The village of Stella in Newton County is inviting visitors for sightings of the national bird today during its annual Stella Eagle Festival.
Chuck Dalbom, Stella resident and festival organizer, said several community organizations will be on hand to provide food and educational opportunities to visitors. They include parents and members of the East Newton High School band, who will be selling baked goods; the Newton County historical Society, which will be serving lunch; and the Stella Methodist Church, which will serve hot chocolate and coffee as well as offer a place for visitors to warm up.
Dalbom also said the newly opened Rosie’s Diner will be open for breakfast and lunch.
The main attraction of the day, however, will be the area’s population of bald eagles.
Jeff Cantrell, naturalist for the Missouri Department of Conservation, said there are currently eight permanent eagle nests in the Stella area for year-round residents, but he said in winter the population rises as hundreds of eagles migrate south from the Great Lakes region following the flocks of migrating geese.
“They follow along with the geese and feed on the weaker birds as they make their journey south,” Cantrell said.
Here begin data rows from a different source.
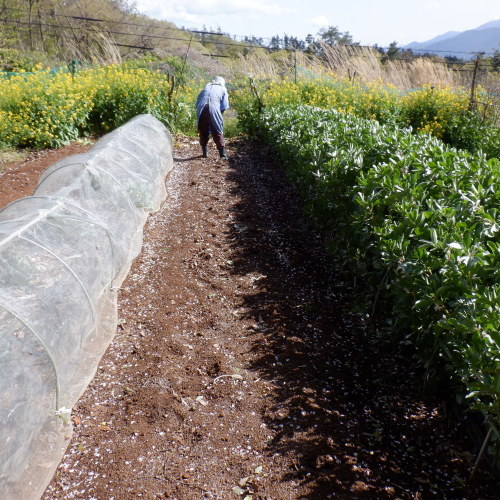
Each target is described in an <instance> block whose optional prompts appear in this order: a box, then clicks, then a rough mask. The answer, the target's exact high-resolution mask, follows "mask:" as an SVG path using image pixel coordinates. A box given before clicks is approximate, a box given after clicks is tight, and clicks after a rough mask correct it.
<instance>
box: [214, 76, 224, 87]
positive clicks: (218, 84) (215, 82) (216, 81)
mask: <svg viewBox="0 0 500 500" xmlns="http://www.w3.org/2000/svg"><path fill="white" fill-rule="evenodd" d="M212 83H213V84H214V85H222V86H223V87H225V86H226V80H224V78H222V76H216V77H215V78H214V79H213V80H212Z"/></svg>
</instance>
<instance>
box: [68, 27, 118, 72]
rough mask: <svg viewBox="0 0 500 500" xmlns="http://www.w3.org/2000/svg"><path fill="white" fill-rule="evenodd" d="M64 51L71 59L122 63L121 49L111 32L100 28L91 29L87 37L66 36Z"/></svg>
mask: <svg viewBox="0 0 500 500" xmlns="http://www.w3.org/2000/svg"><path fill="white" fill-rule="evenodd" d="M64 51H65V52H66V54H67V56H68V57H70V58H71V59H78V60H81V61H86V62H89V63H91V64H95V65H99V66H107V65H111V64H121V62H122V57H121V55H120V49H119V47H118V46H117V45H116V42H115V41H114V39H113V37H112V36H111V35H110V34H109V33H104V32H102V31H99V30H89V31H87V32H86V34H85V37H84V38H83V39H81V40H76V39H75V38H73V37H69V36H66V37H65V39H64Z"/></svg>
Eagles also feed on carrion, filling the niche left by turkey vultures who migrate farther south during the winter. Cantrell said that this year’s eagle population is less than normal because of the mild winter North America is experiencing. He said he expects this year’s migrating population to be around 200 in the area, compared with about 400 eagles last winter.
Bald eagle populations have been on the rise over the past decade. The national bird was once on the edge of extinction, but Cantrell said regulations barring the use of chemicals such as DDT have allowed the population to rebound. Cantrell said DDT devastated hawk, falcon and eagle populations across the country. He said the chemical caused the shells of the birds’ eggs to become extremely fragile. When the birds attempted to incubate the eggs, the shells would often break under their weight.
Now, however, Cantrell said eagles are making a dramatic comeback. He estimates the year-round populations of eagles in the nine counties in Southwest Missouri to be about 20. During the winter, Cantrell said it is possible to see as many as 70 eagles in one location.
Visitors to the festival will be able to access educational information about the birds at Veterans’ Park in Stella where the MDC and the Jasper County Master Naturalists will have a tent with displays and literature. From there Cantrell said visitors will be directed to a viewing area where eagles can be observed using spotting scopes provided free to the public. Dalbom said festivities start at 10 a.m. and will continue until 4 p.m.